Post date: Mar 21, 2011 9:20:19 PM
Nissan delivers its first mass produced, one hundred percent electric car to UK customers, as Japanese manufacturers re-start production after the country's earthquake and tsunami.
WALTHAM ABBEY, HERTFORDSHIRE, ENGLAND (MARCH 21, 2011) REUTERS - The first British customers for Nissan's new electric LEAF vehicle were able to pick up their cars from the showroom on Monday (March 21), despite Japanese car manufacturers struggling with production in the wake of the country's recent earthquake and tsunami.
Japan, reeling from a humanitarian and nuclear crisis after the 9.0 magnitude earthquake, is a key supplier to the global auto industry.In the UK, Richard Todd was the first British customer to place an order for the zero emission LEAF when the books opened last September.
"I've always wanted an electric car.

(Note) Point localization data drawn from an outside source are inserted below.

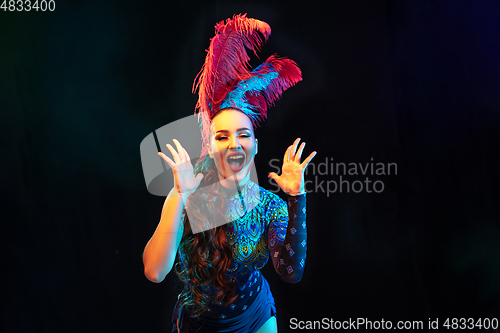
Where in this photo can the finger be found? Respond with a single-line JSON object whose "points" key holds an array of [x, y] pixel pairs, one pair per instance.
{"points": [[285, 158], [170, 163], [308, 159], [180, 149], [299, 153], [273, 176], [177, 159], [292, 152], [187, 155]]}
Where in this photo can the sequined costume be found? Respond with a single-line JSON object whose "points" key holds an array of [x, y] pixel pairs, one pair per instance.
{"points": [[271, 228]]}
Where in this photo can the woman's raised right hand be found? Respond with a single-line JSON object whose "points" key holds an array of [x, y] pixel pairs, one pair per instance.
{"points": [[184, 178]]}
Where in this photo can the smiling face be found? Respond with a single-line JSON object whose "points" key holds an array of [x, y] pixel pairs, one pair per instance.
{"points": [[232, 146]]}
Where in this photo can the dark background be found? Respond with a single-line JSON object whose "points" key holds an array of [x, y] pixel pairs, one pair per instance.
{"points": [[415, 83]]}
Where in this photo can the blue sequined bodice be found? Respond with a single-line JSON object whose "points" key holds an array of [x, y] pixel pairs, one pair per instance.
{"points": [[249, 213]]}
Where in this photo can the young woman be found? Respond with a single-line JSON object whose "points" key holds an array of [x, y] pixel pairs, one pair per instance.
{"points": [[224, 290]]}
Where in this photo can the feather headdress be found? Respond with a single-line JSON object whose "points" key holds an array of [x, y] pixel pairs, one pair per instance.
{"points": [[226, 81]]}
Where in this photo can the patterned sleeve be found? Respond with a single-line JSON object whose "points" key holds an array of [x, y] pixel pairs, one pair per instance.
{"points": [[287, 238]]}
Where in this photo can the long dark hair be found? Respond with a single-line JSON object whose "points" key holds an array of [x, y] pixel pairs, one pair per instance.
{"points": [[207, 254]]}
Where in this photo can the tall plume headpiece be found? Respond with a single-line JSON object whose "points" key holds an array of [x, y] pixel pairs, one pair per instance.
{"points": [[226, 81]]}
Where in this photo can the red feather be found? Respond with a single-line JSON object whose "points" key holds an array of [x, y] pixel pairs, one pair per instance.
{"points": [[227, 59]]}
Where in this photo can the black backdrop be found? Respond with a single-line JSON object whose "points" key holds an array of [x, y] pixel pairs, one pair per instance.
{"points": [[414, 83]]}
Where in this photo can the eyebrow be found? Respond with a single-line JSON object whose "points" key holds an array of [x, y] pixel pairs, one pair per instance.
{"points": [[239, 129]]}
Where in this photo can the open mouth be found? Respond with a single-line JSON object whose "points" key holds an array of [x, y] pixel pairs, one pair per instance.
{"points": [[235, 162]]}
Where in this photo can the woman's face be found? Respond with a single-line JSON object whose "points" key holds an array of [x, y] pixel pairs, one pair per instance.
{"points": [[232, 146]]}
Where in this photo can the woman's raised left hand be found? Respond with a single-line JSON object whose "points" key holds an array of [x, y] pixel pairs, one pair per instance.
{"points": [[291, 179]]}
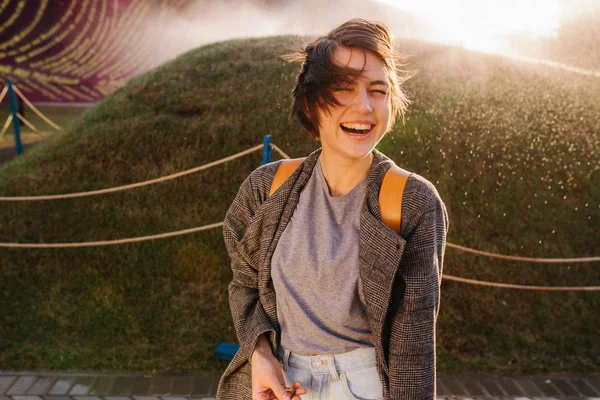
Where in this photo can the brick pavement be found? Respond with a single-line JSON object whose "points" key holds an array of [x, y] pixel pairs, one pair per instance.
{"points": [[202, 385]]}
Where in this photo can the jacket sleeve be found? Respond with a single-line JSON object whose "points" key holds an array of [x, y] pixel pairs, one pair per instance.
{"points": [[412, 369], [249, 317]]}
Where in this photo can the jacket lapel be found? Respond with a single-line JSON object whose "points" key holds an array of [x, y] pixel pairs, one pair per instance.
{"points": [[380, 251]]}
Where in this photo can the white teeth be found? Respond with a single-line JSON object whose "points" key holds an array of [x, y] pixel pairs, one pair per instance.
{"points": [[359, 127]]}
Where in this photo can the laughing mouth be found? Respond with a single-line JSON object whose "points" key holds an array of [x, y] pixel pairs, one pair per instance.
{"points": [[357, 129]]}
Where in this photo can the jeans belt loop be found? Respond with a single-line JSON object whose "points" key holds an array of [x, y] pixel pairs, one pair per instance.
{"points": [[332, 370]]}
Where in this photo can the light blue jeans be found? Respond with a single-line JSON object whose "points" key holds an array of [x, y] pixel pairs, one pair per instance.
{"points": [[344, 376]]}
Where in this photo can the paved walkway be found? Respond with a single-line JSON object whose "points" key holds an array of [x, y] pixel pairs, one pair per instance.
{"points": [[203, 385]]}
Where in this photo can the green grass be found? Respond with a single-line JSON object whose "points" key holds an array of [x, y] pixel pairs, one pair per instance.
{"points": [[63, 116], [511, 147]]}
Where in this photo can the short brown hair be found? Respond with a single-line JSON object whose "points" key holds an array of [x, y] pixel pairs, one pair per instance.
{"points": [[318, 73]]}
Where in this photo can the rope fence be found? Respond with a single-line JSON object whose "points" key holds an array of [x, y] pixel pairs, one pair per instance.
{"points": [[133, 185], [219, 224], [524, 259], [29, 124], [281, 153], [38, 112], [111, 242], [522, 287]]}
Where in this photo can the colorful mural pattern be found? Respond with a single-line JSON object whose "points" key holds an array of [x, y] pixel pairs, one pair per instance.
{"points": [[75, 50]]}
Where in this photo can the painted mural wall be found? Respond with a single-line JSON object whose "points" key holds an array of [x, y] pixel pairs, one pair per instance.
{"points": [[76, 50]]}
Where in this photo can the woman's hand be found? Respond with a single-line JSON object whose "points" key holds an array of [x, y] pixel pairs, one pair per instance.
{"points": [[267, 378]]}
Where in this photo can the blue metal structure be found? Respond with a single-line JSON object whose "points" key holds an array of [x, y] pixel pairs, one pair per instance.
{"points": [[267, 152], [16, 125]]}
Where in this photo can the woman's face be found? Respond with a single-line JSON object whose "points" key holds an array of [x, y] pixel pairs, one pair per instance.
{"points": [[352, 129]]}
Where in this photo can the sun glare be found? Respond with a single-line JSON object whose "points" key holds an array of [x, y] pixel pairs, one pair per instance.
{"points": [[485, 25]]}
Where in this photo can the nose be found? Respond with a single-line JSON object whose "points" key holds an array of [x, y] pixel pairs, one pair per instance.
{"points": [[362, 102]]}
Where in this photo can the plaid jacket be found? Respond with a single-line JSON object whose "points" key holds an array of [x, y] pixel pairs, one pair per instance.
{"points": [[401, 275]]}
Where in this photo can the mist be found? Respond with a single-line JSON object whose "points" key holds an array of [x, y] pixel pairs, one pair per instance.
{"points": [[512, 26]]}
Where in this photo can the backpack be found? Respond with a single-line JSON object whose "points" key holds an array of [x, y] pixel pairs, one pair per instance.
{"points": [[390, 194]]}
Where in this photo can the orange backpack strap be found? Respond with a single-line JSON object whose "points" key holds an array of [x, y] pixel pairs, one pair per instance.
{"points": [[390, 197], [284, 171]]}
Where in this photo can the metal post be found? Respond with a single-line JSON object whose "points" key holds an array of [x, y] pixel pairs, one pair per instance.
{"points": [[267, 152], [13, 109]]}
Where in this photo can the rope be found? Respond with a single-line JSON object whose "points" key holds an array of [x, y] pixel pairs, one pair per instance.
{"points": [[526, 259], [240, 154], [6, 125], [3, 93], [111, 242], [38, 112], [29, 124], [281, 153], [524, 287], [133, 185]]}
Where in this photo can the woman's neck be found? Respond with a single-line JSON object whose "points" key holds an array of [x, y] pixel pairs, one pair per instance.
{"points": [[343, 174]]}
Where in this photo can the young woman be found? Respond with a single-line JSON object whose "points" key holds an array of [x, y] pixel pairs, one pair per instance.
{"points": [[328, 301]]}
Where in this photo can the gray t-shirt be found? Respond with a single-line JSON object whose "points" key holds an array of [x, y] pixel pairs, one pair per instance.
{"points": [[315, 271]]}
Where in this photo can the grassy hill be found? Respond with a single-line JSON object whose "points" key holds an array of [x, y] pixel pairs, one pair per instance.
{"points": [[511, 147]]}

I love the technology. I think it's very important to encourage the manufacturers that if they produce these cars people will buy them but also there's a big environmental plus here. There's no local emissions and the power that's generated is much more efficient," he said.
Todd was attracted to the car's environmental credentials.
"You can plug it in at home and you charge it overnight, every night. Every morning you've got the full hundred miles, or 110 miles plus range, and most of the time there's absolutely no issue that you are going to get where you want to go," he said.
Nissan said the five-seater hatchback was rated with a range of 200 km (124 miles) on a full charge under Japanese test standards, although Californian authorities have rated it at 160 km (100 miles) and another U.S. agency at just 73 miles.
More than 300 of the pre-sold vehicles will be handed over to their British owners in the next two weeks. But with Japan's disrupted supply chain, it may be some time before any new customers can get hold of the vehicle.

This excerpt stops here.